Key takeaways
- ChatGPT, Perplexity, and other AI engines give different recommendations for real estate queries depending on the city -- what works in Austin won't automatically carry over to Denver or Nashville.
- Multi-location real estate brands need city-level AI visibility tracking, not just national brand monitoring.
- The prompts buyers and sellers use in AI search are highly specific: neighborhood names, price ranges, school districts, agent reputation. Your content needs to match that specificity.
- Tracking alone isn't enough -- you need to identify which prompts you're missing in each market and create content that fills those gaps.
- Tools like Promptwatch support city and state-level tracking, letting you monitor AI recommendations market by market and act on what you find.
When someone types "best real estate agent in Scottsdale for luxury homes under $2M" into ChatGPT, that's not a generic brand awareness moment. That's a buyer who has already narrowed their search, knows their budget, and is looking for a specific recommendation. If your brokerage isn't in that answer, you've already lost the lead.

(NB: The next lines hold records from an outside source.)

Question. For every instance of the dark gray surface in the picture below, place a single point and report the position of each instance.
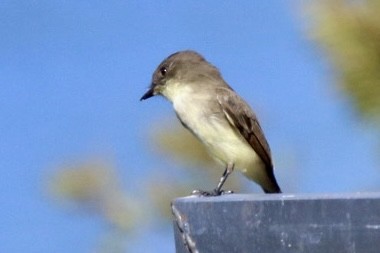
(280, 223)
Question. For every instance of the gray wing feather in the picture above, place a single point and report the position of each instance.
(242, 117)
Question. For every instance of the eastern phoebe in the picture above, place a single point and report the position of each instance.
(209, 108)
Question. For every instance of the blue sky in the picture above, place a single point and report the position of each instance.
(72, 73)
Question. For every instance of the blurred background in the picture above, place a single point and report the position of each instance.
(86, 167)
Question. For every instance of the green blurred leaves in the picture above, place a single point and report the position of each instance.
(349, 33)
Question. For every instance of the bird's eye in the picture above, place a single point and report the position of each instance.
(163, 71)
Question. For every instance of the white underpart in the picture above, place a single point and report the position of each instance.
(223, 143)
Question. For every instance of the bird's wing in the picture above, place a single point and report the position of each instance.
(242, 118)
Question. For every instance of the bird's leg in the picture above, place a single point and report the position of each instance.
(218, 190)
(229, 169)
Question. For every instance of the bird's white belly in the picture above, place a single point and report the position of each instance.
(221, 140)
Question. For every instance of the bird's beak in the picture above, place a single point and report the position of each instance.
(148, 94)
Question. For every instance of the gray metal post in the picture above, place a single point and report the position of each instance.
(278, 223)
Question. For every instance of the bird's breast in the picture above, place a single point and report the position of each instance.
(207, 122)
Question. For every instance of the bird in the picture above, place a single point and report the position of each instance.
(215, 114)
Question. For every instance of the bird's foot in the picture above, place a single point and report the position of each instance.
(212, 193)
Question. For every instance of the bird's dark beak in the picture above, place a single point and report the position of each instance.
(148, 94)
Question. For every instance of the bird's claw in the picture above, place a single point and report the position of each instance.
(212, 193)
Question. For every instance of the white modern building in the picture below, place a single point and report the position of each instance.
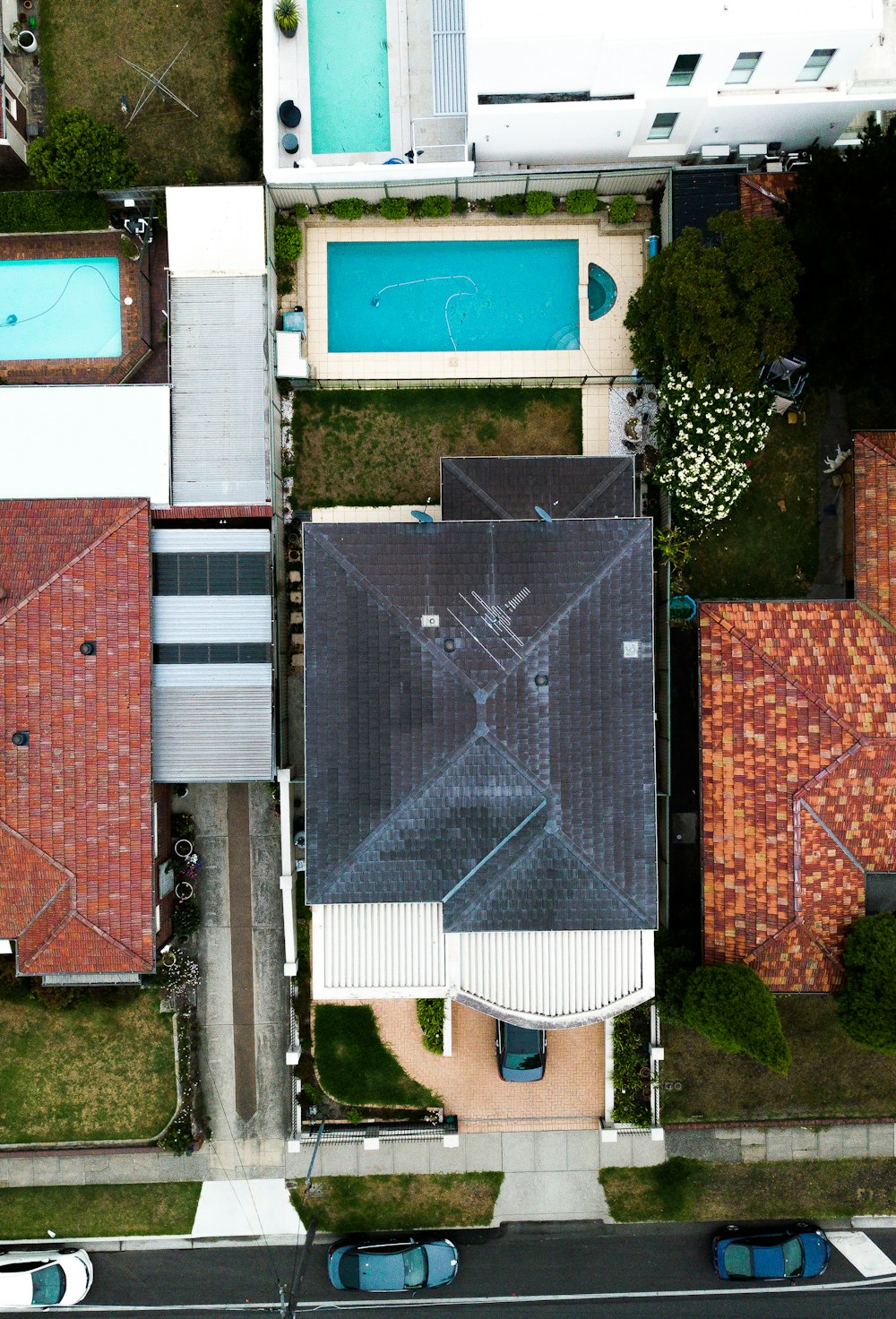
(444, 89)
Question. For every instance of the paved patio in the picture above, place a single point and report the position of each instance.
(570, 1096)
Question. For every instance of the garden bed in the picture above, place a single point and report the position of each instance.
(384, 446)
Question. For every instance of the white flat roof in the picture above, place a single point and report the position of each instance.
(84, 442)
(215, 229)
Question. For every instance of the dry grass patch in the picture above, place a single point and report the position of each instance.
(688, 1190)
(401, 1203)
(383, 446)
(80, 56)
(84, 1073)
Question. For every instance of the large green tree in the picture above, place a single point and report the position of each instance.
(82, 154)
(711, 312)
(867, 1006)
(840, 215)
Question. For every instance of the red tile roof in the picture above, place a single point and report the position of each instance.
(798, 756)
(75, 805)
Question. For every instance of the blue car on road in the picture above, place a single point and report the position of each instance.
(792, 1251)
(392, 1265)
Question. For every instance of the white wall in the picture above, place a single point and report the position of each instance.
(631, 52)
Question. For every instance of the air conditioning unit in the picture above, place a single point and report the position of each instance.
(714, 152)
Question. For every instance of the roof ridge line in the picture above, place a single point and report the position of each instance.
(786, 677)
(477, 489)
(603, 486)
(57, 573)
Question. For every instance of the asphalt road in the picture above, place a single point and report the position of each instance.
(574, 1271)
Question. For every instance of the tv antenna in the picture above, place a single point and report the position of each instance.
(156, 82)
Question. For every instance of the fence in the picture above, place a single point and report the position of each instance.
(478, 187)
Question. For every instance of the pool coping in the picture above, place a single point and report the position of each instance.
(605, 351)
(134, 319)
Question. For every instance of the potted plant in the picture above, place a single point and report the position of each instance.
(287, 17)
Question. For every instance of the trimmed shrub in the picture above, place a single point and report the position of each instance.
(867, 1009)
(581, 201)
(733, 1008)
(508, 203)
(538, 203)
(348, 209)
(393, 207)
(435, 207)
(430, 1014)
(52, 212)
(623, 209)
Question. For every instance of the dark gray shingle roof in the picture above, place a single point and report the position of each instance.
(511, 487)
(448, 774)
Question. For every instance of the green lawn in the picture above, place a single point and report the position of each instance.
(383, 446)
(400, 1203)
(355, 1067)
(768, 547)
(831, 1076)
(80, 59)
(140, 1209)
(690, 1191)
(84, 1073)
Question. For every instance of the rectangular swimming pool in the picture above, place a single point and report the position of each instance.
(462, 297)
(350, 75)
(60, 309)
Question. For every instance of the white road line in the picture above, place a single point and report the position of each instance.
(863, 1254)
(457, 1302)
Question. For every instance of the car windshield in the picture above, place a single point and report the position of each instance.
(415, 1268)
(521, 1047)
(49, 1285)
(792, 1257)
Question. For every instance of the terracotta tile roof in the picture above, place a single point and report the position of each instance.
(755, 190)
(798, 766)
(75, 805)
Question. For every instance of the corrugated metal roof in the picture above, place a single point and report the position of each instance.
(368, 947)
(220, 416)
(553, 974)
(211, 734)
(210, 617)
(212, 539)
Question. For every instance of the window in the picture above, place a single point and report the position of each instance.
(684, 72)
(210, 574)
(745, 66)
(663, 125)
(815, 65)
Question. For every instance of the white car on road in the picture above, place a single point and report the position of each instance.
(44, 1279)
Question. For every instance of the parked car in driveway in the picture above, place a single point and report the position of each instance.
(44, 1279)
(521, 1053)
(789, 1251)
(404, 1265)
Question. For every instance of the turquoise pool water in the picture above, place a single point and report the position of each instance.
(60, 309)
(465, 297)
(350, 75)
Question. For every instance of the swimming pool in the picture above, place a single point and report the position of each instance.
(60, 309)
(462, 297)
(350, 75)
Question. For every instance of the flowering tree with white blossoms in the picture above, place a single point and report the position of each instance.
(706, 438)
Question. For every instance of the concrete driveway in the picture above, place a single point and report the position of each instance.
(570, 1095)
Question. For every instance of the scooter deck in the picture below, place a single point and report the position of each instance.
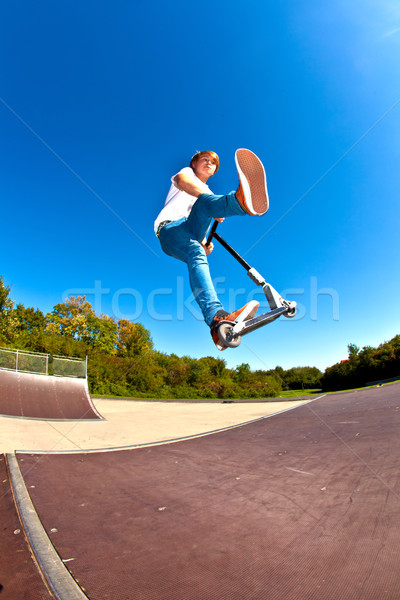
(259, 321)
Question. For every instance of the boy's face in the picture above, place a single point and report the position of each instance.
(205, 167)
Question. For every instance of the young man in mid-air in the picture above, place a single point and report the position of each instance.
(189, 209)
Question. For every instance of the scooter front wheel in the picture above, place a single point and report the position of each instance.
(228, 336)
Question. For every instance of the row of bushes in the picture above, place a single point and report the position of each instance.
(123, 361)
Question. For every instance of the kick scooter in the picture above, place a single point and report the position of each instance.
(230, 332)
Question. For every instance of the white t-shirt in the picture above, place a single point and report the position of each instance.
(178, 203)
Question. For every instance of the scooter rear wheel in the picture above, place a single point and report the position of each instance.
(291, 312)
(228, 336)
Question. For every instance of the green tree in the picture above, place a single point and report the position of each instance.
(133, 339)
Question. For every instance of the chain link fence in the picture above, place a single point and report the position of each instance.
(43, 364)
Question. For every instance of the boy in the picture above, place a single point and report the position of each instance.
(189, 209)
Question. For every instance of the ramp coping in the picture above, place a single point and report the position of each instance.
(57, 576)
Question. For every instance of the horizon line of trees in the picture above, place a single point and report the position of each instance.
(122, 359)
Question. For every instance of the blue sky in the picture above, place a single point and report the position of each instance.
(102, 102)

The problem for multi-location real estate brands is that AI search doesn't work like a national billboard. ChatGPT, Perplexity, and Google AI Overviews synthesize local signals -- reviews, citations, neighborhood content, listing data -- and produce different answers for different cities. Your brand might be well-represented in Chicago but nearly invisible in Indianapolis. You won't know unless you're tracking at the city level.
This guide walks through why city-level AI tracking matters for real estate, what to monitor, and how to build a system that actually improves your visibility across every market you operate in.

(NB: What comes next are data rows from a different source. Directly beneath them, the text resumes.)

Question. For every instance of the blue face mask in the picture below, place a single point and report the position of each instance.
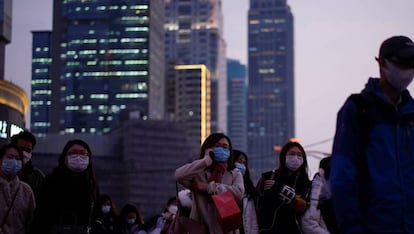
(241, 167)
(10, 167)
(221, 154)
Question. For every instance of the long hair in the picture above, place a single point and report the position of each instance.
(303, 170)
(248, 183)
(6, 147)
(102, 199)
(211, 141)
(89, 170)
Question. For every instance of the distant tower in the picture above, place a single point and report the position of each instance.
(106, 56)
(5, 30)
(13, 99)
(194, 35)
(237, 104)
(271, 81)
(192, 102)
(41, 83)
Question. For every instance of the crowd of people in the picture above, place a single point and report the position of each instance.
(364, 187)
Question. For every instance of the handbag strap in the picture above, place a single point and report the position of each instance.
(89, 227)
(8, 210)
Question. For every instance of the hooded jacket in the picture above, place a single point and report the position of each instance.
(373, 163)
(203, 208)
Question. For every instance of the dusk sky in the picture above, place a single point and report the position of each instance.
(335, 46)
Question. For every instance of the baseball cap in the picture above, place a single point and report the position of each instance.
(398, 49)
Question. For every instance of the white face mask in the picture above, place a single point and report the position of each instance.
(293, 162)
(26, 157)
(106, 209)
(398, 78)
(78, 162)
(130, 221)
(173, 209)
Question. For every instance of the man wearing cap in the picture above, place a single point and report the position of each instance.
(372, 174)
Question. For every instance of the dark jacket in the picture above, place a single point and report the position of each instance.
(273, 215)
(65, 199)
(373, 163)
(33, 176)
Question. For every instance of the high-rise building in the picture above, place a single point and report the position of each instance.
(192, 102)
(41, 83)
(13, 107)
(107, 56)
(13, 99)
(271, 81)
(194, 35)
(5, 30)
(237, 104)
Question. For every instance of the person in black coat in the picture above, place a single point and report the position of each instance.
(283, 192)
(68, 193)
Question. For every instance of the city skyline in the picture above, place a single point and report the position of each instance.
(335, 46)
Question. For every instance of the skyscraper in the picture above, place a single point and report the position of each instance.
(194, 35)
(271, 81)
(107, 56)
(237, 104)
(41, 83)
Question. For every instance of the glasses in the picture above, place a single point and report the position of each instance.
(84, 153)
(299, 154)
(404, 64)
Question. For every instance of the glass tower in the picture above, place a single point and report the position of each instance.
(107, 56)
(41, 83)
(271, 81)
(237, 104)
(194, 35)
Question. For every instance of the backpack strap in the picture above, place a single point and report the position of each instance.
(365, 124)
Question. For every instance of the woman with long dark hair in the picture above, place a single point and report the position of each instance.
(213, 173)
(69, 193)
(283, 192)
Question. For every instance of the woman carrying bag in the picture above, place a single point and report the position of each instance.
(213, 173)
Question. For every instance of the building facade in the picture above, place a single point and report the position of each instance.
(41, 96)
(271, 81)
(237, 104)
(192, 102)
(194, 35)
(106, 56)
(135, 163)
(13, 100)
(13, 107)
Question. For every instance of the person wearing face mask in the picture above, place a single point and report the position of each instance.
(105, 216)
(30, 174)
(16, 197)
(69, 193)
(319, 218)
(159, 224)
(248, 202)
(212, 173)
(373, 150)
(283, 192)
(130, 220)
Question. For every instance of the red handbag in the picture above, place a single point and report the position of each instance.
(228, 212)
(185, 225)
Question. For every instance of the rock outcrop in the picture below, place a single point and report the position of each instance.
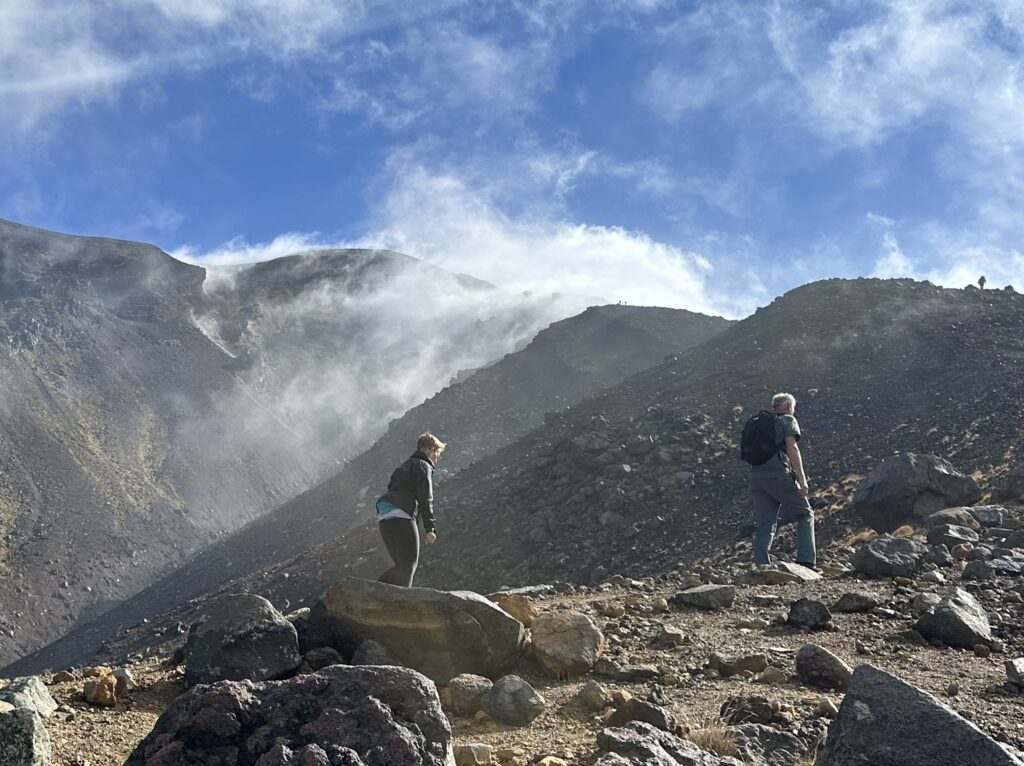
(366, 716)
(885, 721)
(438, 633)
(241, 636)
(907, 487)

Why AI search is different for real estate
Real estate is one of the most locally specific verticals in existence. A buyer in Portland asking about "family-friendly neighborhoods with good schools" is going to get a completely different answer than a buyer in Charlotte asking the same question -- and rightly so. AI models pull from local review platforms, listing aggregators like Zillow and Realtor.com, Google Business Profiles, and whatever content exists on the web about specific neighborhoods and agents.

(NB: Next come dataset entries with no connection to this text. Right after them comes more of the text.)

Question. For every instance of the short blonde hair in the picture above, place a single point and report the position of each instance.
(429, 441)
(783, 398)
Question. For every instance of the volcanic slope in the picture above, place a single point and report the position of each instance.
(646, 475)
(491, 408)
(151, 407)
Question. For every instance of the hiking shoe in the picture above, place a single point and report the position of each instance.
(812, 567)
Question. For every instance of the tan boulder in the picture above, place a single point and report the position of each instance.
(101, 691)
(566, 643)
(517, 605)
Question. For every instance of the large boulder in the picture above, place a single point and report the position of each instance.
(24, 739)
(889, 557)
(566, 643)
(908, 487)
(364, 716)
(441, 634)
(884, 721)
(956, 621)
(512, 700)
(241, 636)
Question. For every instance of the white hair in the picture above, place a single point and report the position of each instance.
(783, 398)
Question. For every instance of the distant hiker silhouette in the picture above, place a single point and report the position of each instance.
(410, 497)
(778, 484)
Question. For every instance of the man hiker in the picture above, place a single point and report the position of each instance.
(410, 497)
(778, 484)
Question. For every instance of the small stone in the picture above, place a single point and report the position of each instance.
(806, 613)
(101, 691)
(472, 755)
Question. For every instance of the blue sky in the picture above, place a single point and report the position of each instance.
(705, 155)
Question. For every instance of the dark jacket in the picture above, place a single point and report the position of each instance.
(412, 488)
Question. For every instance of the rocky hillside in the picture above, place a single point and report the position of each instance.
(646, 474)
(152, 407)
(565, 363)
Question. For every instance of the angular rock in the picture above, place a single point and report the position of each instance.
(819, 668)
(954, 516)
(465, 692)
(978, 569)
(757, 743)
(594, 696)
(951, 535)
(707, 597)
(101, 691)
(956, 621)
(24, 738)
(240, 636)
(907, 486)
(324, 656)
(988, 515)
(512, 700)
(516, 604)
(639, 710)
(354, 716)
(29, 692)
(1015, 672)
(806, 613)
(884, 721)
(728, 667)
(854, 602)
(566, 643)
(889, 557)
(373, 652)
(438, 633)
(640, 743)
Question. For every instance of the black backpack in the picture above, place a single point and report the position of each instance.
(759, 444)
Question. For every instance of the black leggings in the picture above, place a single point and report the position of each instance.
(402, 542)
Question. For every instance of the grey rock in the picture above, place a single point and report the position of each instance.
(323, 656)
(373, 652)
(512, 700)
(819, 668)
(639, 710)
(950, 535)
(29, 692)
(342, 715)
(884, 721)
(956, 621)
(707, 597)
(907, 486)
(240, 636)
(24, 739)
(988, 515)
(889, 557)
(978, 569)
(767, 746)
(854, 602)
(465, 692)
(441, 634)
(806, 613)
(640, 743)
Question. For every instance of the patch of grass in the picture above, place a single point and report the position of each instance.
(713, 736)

This creates a real problem for regional and national brokerages. Your brand might have strong national SEO, a polished website, and thousands of reviews -- but if your Austin office has thin neighborhood content and your Denver office hasn't updated its Google Business Profile in eight months, those markets will underperform in AI recommendations regardless of your overall brand strength.
The other thing worth understanding: buyers are asking AI engines questions that are far more conversational and specific than traditional search queries. According to research from AdVenture Media, a typical high-intent AI search query looks something like: "What's the best neighborhood in Austin for families with a budget under $500,000, and who are the top agents I should talk to?" That's not a keyword -- it's a conversation. And the AI is going to answer it by pulling from whatever local content and citations it can find.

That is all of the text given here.